Biogenesis of the Sodium-Activated Potassium Channel Slack-B is Controlled by the Dephosphorylation of N-Terminal Serines

Abstract

Slack-B channels are expressed predominantly in brainstem regions and the olfactory bulb. Using liquid-chromatography tandem mass spectrometry, we determined that two Ser residues (S34 and S44) close to the N-terminus of Slack-B are basally phosphorylated. To test the biological role of these sites we performed site-directed mutagenesis, creating mutations that mimic either phosphorylation (S->E) or dephosphorylation (S->A) at each or both site. We found that correlated with a 20-fold increase in whole-cell currents, levels of the nonphosphorylated mutant channel are greatly increased in cRNA-injected Xenopus oocytes as compared to wild type (WT) Slack. Next, comparing the rate of protein accumulation in oocytes injected with equal amounts of WT or mutant-encoding cRNA, we confirmed that the initial rate of protein accumulation is significantly increased for the nonphosphorylated channel. Additionally, the time constant for protein accumulation was much faster for nonphosphorylated channel, becoming saturated within two days. In contrast, levels of the WT channel accumulated with linear kinetics. We observed similar changes in Slack-B channel levels in HEK293 cells transiently transfected with bicistronic vectors carrying DsRed (transfected cell indicator) and WT or mutant Slack-Bl. To rule out the possibility that changes in current result from effects of the mutations on electrophysiologic parameters, we performed both macroscopic and single channel evaluation of each of the mutants.
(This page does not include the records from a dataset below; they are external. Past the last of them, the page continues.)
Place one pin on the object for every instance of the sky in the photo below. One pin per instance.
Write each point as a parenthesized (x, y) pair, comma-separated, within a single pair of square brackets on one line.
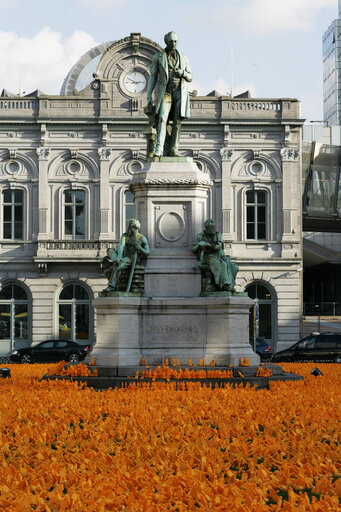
[(271, 47)]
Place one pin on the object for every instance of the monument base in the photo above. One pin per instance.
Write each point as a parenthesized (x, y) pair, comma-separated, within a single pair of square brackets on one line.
[(129, 328)]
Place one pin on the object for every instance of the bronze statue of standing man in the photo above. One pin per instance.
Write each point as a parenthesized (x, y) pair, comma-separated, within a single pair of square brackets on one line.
[(172, 102)]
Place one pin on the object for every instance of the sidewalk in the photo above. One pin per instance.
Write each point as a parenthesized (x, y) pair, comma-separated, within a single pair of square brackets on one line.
[(327, 324)]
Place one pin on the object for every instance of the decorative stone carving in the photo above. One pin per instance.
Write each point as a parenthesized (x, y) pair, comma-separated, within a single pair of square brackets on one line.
[(175, 181), (226, 154), (104, 153), (43, 153), (218, 272), (289, 154), (122, 266)]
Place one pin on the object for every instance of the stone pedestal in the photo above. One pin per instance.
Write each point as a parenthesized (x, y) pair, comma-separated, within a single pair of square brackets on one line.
[(171, 203), (172, 320), (213, 327)]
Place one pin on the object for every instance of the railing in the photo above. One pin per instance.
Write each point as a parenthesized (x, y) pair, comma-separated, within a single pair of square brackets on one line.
[(69, 249), (253, 106), (322, 309), (19, 104)]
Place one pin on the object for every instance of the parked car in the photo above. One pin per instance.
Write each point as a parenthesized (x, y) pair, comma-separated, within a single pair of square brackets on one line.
[(316, 347), (51, 351), (263, 349)]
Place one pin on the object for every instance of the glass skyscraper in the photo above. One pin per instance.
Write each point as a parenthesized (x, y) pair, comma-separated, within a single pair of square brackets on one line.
[(332, 72)]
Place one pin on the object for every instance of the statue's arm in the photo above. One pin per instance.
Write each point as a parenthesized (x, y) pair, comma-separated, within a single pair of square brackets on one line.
[(186, 73), (198, 244), (152, 79), (143, 246)]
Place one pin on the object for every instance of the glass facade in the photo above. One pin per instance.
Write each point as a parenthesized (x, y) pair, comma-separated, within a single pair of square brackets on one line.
[(14, 318), (74, 214), (74, 313), (332, 74), (13, 214)]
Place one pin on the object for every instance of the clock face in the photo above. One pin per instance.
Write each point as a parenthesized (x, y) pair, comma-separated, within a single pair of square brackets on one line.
[(135, 82)]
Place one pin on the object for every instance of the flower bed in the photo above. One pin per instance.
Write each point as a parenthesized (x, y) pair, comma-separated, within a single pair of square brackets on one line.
[(155, 449)]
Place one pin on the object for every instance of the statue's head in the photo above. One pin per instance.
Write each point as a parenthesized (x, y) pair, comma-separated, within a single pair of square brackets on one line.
[(171, 40), (133, 226), (209, 226)]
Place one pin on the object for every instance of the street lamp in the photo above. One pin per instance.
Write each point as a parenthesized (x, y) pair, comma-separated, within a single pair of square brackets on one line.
[(318, 315)]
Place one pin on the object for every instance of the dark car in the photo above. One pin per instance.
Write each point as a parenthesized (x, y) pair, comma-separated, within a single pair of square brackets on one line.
[(51, 351), (263, 349), (317, 347)]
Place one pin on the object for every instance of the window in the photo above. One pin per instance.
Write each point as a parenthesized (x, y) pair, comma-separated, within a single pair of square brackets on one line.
[(261, 313), (74, 213), (74, 313), (13, 214), (129, 208), (14, 318), (256, 215)]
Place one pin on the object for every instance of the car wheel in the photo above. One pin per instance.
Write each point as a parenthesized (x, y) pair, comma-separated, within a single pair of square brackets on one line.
[(26, 358), (73, 358)]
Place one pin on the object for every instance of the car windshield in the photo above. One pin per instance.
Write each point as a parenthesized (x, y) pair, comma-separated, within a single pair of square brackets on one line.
[(306, 343)]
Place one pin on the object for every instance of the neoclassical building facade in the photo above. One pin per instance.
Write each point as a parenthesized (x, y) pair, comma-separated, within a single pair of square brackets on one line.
[(66, 162)]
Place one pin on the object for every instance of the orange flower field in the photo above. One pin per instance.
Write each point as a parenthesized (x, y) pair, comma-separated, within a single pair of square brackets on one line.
[(65, 447)]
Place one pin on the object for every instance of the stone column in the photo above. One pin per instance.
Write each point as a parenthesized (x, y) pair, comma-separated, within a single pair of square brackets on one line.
[(43, 195), (291, 197), (226, 197), (104, 157)]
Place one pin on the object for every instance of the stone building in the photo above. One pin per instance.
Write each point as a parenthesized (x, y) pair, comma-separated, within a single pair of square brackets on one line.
[(65, 166)]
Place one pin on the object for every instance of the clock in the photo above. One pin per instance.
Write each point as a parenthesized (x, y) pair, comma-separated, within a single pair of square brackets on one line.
[(135, 82)]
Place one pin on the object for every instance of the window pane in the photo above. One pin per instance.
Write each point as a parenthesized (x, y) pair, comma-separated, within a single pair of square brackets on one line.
[(67, 292), (250, 196), (18, 231), (261, 231), (19, 293), (7, 231), (18, 213), (250, 212), (68, 212), (21, 322), (261, 213), (82, 321), (68, 228), (7, 196), (250, 231), (6, 292), (7, 213), (251, 290), (265, 321), (67, 196), (261, 196), (79, 196), (5, 321), (80, 293), (130, 211), (80, 221), (128, 196), (65, 321), (262, 292), (18, 196)]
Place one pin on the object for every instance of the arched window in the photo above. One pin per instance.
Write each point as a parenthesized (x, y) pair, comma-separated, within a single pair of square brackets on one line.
[(14, 318), (129, 208), (74, 313), (262, 313), (256, 215), (74, 214), (13, 214)]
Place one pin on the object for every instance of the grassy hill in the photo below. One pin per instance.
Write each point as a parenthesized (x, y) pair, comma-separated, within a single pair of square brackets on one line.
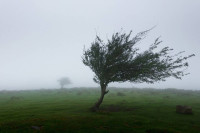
[(122, 111)]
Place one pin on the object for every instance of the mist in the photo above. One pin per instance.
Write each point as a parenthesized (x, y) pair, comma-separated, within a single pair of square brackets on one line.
[(42, 41)]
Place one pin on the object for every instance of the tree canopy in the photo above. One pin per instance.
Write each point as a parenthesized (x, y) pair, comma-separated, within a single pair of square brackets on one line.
[(64, 81), (119, 60)]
We found no significant differences among the WT and mutant Slack-B channels. Taken together, the results indicate that dephosphorylation of these sites in nascent peptide chains is a required step for permitting the translation of Slack mRNA to go to completion during channel synthesis. Our findings also suggest that regulation of the phosphorylation state of S34 and S44 may allow neurons to alter channel abundance rapidly in response to stimulation.